Diese hatte die öffentlichen 100-Prozent-Bürgschaften für das 2,4-Milliarden-Projekt, die den Löwenanteil der 3,3 Milliarden-Finanzierung ausmachten, im Jahr 2009 genehmigt. Mittlerweile ist der Kredit und das zur Verfügung stehende Geld für den Airport bis auf knapp 100 Millionen Euro ausgegeben, verplant oder gebunden, wie die PNN bereits vorige Woche unter Bezug auf Flughafen-Dokumente berichtet hatten. „Die EU kann aus Wettbewerbsgründen eine Finanzspritze aus Steuergeldern untersagen“, warnte Vogel. „Falls auch die Banken zu weiteren Krediten Nein sagen, wäre der Flughafen pleite!“
Risiken drohen dem Flughafen aber auch durch den Widerstand der Fluglärm-Betroffenen des künftigen Willy-Brandt-Airports. Die Berliner etwa haben ab Dienstag das Wort. Dann stimmen sie in einem Volksbegehren über ein Nachtflugverbot am neuen Flughafen Berlin-Brandenburg (BER) zwischen 22 Uhr und sechs Uhr morgens ab. Die Unterschriftensammlung für das Volksbegehren läuft über vier Monate bis zum 28. September, wie die Landesabstimmungsleiterin von Berlin am Freitag mitteilte. Damit es zustande kommt, müssten mindestens sieben Prozent der Stimmberechtigten zustimmen, das sind 173 000 Berlinerinnen und Berliner. In Brandenburg startet ein solches Volksbegehren am 4. Juni, es wird sechs Monate dauern. Doch bis dahin ist erst mal die Politik am Zug – vor allem der Bundestag.

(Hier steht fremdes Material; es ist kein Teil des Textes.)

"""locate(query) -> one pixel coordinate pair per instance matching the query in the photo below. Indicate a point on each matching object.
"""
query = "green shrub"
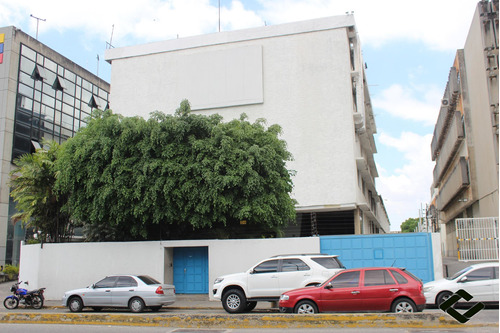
(11, 271)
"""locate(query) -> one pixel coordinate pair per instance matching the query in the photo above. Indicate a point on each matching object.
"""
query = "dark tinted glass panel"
(24, 118)
(21, 129)
(25, 102)
(49, 64)
(70, 76)
(68, 109)
(27, 52)
(47, 89)
(26, 79)
(27, 65)
(25, 90)
(22, 144)
(48, 100)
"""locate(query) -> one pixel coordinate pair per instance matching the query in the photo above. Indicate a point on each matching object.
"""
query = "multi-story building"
(43, 95)
(308, 77)
(465, 141)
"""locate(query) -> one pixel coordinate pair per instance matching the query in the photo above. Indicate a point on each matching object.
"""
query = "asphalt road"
(48, 328)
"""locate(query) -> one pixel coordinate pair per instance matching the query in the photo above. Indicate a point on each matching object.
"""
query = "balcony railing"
(456, 182)
(450, 146)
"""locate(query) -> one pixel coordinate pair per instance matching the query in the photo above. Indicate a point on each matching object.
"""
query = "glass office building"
(52, 102)
(43, 96)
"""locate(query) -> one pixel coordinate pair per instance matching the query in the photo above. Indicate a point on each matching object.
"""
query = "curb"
(419, 320)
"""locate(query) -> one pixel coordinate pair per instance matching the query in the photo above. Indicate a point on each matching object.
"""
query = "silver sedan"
(135, 292)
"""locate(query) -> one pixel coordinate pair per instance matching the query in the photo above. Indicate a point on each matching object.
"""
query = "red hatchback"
(359, 289)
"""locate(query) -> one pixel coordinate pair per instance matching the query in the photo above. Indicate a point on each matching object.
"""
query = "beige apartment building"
(465, 142)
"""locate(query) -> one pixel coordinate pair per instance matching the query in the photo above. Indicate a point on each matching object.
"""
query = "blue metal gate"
(412, 251)
(191, 270)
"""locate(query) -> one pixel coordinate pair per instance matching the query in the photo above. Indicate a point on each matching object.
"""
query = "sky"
(408, 47)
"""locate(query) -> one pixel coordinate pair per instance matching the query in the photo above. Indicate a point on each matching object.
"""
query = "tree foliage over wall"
(409, 225)
(38, 204)
(132, 179)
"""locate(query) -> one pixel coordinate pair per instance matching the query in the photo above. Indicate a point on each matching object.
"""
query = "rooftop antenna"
(37, 22)
(111, 38)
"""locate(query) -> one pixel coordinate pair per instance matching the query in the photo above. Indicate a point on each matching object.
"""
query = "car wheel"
(305, 307)
(403, 305)
(250, 306)
(75, 304)
(37, 302)
(443, 296)
(11, 303)
(234, 301)
(136, 305)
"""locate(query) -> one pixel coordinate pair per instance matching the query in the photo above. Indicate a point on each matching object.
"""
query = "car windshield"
(459, 273)
(411, 275)
(328, 262)
(148, 279)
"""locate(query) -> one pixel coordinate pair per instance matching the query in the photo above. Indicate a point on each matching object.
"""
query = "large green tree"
(176, 176)
(409, 225)
(38, 204)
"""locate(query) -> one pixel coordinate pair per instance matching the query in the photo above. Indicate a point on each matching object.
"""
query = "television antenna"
(109, 45)
(37, 22)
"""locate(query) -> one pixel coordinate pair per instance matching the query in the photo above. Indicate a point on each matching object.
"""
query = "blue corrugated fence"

Denn dort wurde am Freitag auch über das Nachtflugverbot diskutiert. Allerdings nur am Rande. Die eigentliche Diskussion drehte sich um die Versäumnisse und Verantwortlichkeiten rund um die verschobene BER-Eröffnung. Eine hitzige, emotionale Debatte entwickelte sich, bei der Peter Ramsauer lieber auf Distanz gegangen ist. Die erste Reihe der Regierungsbank bleibt verwaist, der Bundesverkehrsminister sitzt lieber in der zweiten Reihe, gerade so, als wolle er das Thema und die Debatte nicht allzu nah an sich herankommen lassen. Immerhin echauffieren sich die Abgeordneten vor ihm über das, was wechselweise mit den Worten „Blamage“, „Provinzniveau“ und „Versagen“ umschrieben wird: den Flughafen BER. Und an dem ist der Bund nun mal beteiligt, Staatssekretär Rainer Bomba aus seinem Ministerium sitzt als Vertreter des Bundes im Aufsichtsrat der Flughafengesellschaft. Ramsauer aber nahm die Debatte nur zur Kenntnis, nicht regungslos, im Gegenteil: Mal lächelte er süffisant, mal verzog er grimmig das Gesicht, ab und zu rollte er mit seinem Stuhl vor und zurück. Aber viel will er mit der ganzen Sache offenbar nicht zu tun haben.
Und das hat er auch erst mal nicht, jedenfalls hier nicht. Denn vor allem auf einen fokussierte sich ein Großteil der Kritik: Klaus Wowereit, den Regierenden Bürgermeister Berlins und Aufsichtsratsvorsitzenden. Am schärfsten wurde die FDP. Martin Lindner, Chef der Berliner FDP, nutzte die Bühne, die seine Partei im Abgeordnetenhaus nicht mehr hat, um die große Keule auszupacken. Der Flughafen sei für Wowereit eine Nummer zu groß, er könne nur gut agieren, wenn der rote Teppich schon ausgerollt sei. „Deswegen fordere ich Herrn Wowereit auf, unverzüglich vom Vorsitz des Aufsichtsrates zurückzutreten und seinen Platz für einen geeigneteren Senatskollegen freizumachen“, sagte er. Den Vorsitz im Aufsichtsrat solle ein Vertreter des Bundes einnehmen. Wowereit habe mehr Energie in die Schließung Tempelhofs gesteckt als in die Eröffnung des neuen Flughafens. In der ersten Reihe der SPD-Fraktion schlagen sie sich auf die Schenkel vor Lachen. Die Unionsabgeordneten kritisieren zwar auch das Agieren des Aufsichtsrates, wohlwissend, dass auch einer der ihren, nämlich Peter Ramsauer, mit im Boot sitzt, wenn es um ein mögliches Versagen des Kontrollgremiums Aufsichtsrat geht.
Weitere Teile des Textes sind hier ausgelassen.